Andre noted, however, that if the nivolumab and pembrolizumab monotherapy results are similar, most patients will likely receive the nivolumab/ipilimumab combination, given the improved PFS outcomes.
In CHECKMATE-8HW, patients were randomized to three regimens. The 202 patients in the combination arm received nivolumab 240 mg plus ipilimumab 1 mg/kg every 3 weeks for four doses, followed by nivolumab 480 mg every 4 weeks. The 101 patients in the chemotherapy group received investigator’s choice of mFOLFOX6 or FOLFIRI with or without bevacizumab or cetuximab. And the nivolumab monotherapy arm received nivolumab 240 mg every 2 weeks for six doses, followed by nivolumab 480 mg every 4 weeks.
Treatment continued until disease progression or unacceptable toxicity over a maximum of 2 years. The median duration of treatment was 13.5 months in the nivolumab/ipilimumab arm vs 4 months in the chemotherapy arm.
PFS curves started to separate between nivolumab/ipilimumab and chemotherapy at about 3 months.
Patients receiving the combination exhibited a 79% reduction in the risk for disease progression or death at 2 years (72% vs 14%; hazard ratio, 0.21; P < .0001). The median PFS was not reached with the combination vs 5.9 months with chemotherapy. The PFS benefit of nivolumab/ipilimumab held across various subgroups, including patients with KRAS or NRAS mutations and baseline lung, liver, or peritoneal metastases.

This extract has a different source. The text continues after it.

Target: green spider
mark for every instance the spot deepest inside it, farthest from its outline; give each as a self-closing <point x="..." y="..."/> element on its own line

The incidence of grade 3/4 treatment-related adverse events was 23% with nivolumab/ipilimumab vs 48% in the chemotherapy arm. The most common grade 3/4 events with nivolumab/ipilimumab were diarrhea/colitis (5%), adrenal insufficiency (4%), hepatitis (3%), and inflammation of the pituitary gland (3%).
Two treatment-related deaths occurred in the combination arm — one from pneumonitis and the second from myocarditis — and none occurred in the chemotherapy arm.
Mark A. Lewis, MD, a gastrointestinal oncologist at Intermountain Healthcare in Murray, Utah, was impressed with the CHECKMATE-8HW findings. The data are shaping up to make nivolumab/ipilimumab “the next great step in metastatic CRC management beyond KEYNOTE-177,” Dr. Lewis said.
Dr. Lewis noted that the new trial makes it “imperative” to standardize testing for immunotherapy candidacy upfront. “It is completely unacceptable for any patient with metastatic CRC to not have their MMR/MSI status assessed,” he said. “Much as no oncologist would dare treat breast cancer without testing ER, PR, HER2 status, biomarkers cannot be a later-line afterthought in stage IV CRC.”
Drugmaker Bristol-Myers Squibb told this news organization that the company will be seeking a first-line indication for the combination, and anticipates approval early next year or possibly sooner, if the FDA grants a priority review.
The work was funded by Bristol-Myers Squibb and the ONO Pharmaceutical Company. Dr. Andre had numerous industry ties, including being a consultant for both BMS and Merck. He also reported honoraria from both companies. Dr. Newman and Dr. Lewis didn’t have any disclosures.
A version of this article appeared on Medscape.com.